US 11,949,703 B2
Systems and methods for multivariate anomaly detection in software monitoring
Sampanna Shahaji Salunke, Dublin, CA (US); Dario Bahena Tapia, Tlaquepaque (MX); Dustin Garvey, Exeter, NH (US); Sumathi Gopalakrishnan, Fremont, CA (US); and Neil Goodman, San Rafael, CA (US)
Assigned to Oracle International Corporation, Redwood Shores, CA (US)
Filed by Oracle International Corporation, Redwood Shores, CA (US)
Filed on Nov. 15, 2022, as Appl. No. 18/055,773.
Application 18/055,773 is a division of application No. 16/400,392, filed on May 1, 2019, granted, now 11,533,326.

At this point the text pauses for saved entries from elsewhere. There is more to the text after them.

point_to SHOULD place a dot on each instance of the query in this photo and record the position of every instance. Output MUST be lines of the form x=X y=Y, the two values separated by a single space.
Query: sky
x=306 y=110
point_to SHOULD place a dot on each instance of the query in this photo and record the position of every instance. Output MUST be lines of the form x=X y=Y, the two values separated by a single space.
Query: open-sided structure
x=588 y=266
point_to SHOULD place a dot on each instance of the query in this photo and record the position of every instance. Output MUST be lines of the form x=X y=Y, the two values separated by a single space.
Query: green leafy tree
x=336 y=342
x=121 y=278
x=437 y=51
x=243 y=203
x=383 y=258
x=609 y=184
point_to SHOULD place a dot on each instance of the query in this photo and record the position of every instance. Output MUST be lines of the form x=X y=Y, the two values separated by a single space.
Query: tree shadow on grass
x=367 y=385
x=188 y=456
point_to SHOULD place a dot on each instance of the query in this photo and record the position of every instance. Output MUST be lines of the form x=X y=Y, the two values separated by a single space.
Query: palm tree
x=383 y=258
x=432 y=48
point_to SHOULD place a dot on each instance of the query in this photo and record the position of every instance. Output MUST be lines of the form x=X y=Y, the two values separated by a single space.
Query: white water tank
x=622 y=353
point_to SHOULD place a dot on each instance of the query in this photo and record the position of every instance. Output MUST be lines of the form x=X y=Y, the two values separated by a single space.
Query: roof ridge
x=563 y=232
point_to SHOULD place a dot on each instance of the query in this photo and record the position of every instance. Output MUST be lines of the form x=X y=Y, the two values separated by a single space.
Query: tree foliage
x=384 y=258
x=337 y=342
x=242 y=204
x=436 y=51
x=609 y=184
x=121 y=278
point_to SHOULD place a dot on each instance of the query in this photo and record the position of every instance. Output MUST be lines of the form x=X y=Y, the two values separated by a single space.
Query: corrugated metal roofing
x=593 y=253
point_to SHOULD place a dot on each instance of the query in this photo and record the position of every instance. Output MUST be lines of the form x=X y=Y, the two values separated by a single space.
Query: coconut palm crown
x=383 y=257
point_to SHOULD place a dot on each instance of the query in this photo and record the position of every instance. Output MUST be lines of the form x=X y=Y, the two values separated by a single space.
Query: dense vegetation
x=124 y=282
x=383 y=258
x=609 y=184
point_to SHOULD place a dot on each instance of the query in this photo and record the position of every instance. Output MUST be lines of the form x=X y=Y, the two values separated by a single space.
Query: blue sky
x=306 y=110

Prior Publication US 2023/0075486 A1, Mar. 9, 2023
Int. Cl. H04L 29/06 (2006.01); G06F 18/2411 (2023.01); G06N 20/10 (2019.01); H04L 9/40 (2022.01)

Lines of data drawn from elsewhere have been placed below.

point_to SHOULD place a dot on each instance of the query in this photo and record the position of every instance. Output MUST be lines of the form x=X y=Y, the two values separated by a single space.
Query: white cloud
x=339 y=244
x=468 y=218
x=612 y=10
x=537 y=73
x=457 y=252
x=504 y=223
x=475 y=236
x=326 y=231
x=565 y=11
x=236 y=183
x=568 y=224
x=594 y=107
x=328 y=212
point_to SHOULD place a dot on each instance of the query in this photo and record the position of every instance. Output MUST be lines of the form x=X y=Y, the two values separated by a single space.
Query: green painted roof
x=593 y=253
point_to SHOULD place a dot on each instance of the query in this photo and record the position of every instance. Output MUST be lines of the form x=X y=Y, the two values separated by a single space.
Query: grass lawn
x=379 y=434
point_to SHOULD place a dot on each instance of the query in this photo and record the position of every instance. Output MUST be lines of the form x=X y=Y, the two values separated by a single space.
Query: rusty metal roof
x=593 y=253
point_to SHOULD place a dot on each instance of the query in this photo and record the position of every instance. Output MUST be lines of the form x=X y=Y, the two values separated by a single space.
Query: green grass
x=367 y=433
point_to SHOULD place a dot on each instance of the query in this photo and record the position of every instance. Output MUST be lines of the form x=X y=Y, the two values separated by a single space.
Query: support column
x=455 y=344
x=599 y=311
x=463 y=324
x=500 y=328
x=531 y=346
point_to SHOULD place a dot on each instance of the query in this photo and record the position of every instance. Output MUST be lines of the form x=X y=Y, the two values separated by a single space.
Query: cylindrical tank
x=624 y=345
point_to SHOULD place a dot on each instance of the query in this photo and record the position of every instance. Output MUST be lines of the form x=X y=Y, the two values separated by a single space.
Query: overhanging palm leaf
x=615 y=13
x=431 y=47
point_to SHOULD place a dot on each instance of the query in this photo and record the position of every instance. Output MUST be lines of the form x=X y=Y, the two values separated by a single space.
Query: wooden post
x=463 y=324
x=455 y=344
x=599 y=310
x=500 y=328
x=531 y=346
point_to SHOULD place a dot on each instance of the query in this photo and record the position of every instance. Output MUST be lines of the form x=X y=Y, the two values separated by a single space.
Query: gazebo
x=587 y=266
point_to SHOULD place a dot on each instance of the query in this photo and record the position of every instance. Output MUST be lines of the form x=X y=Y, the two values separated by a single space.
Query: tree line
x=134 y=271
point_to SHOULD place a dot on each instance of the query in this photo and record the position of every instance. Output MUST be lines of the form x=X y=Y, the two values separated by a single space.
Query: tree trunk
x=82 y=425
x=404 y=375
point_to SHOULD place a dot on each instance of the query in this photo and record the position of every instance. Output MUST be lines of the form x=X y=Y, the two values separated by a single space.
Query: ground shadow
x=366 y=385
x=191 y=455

CPC H04L 63/1425 (2013.01) [G06F 18/2411 (2023.01); G06N 20/10 (2019.01)] 20 Claims
OG exemplary drawing
 
1. A method comprising:
training an anomaly detection model to learn a plurality of anomaly regions within a multidimensional space including two or more dimensions of a computing application, wherein training the anomaly detection model comprises partitioning the multidimensional space into quadrants based on a quantile point within a set of training data;
storing a mapping between each respective anomaly region of the plurality of anomaly regions and a respective anomaly classifier from a set of anomaly classifiers;
evaluating a set of metrics for the computing application using the trained anomaly detection model to detect an anomaly in the computing application;
assigning, based at least in part on the mapping, a particular anomaly classifier to the anomaly from the set of anomaly classifiers;
performing a responsive action to address the anomaly based at least in part on the particular anomaly classifier.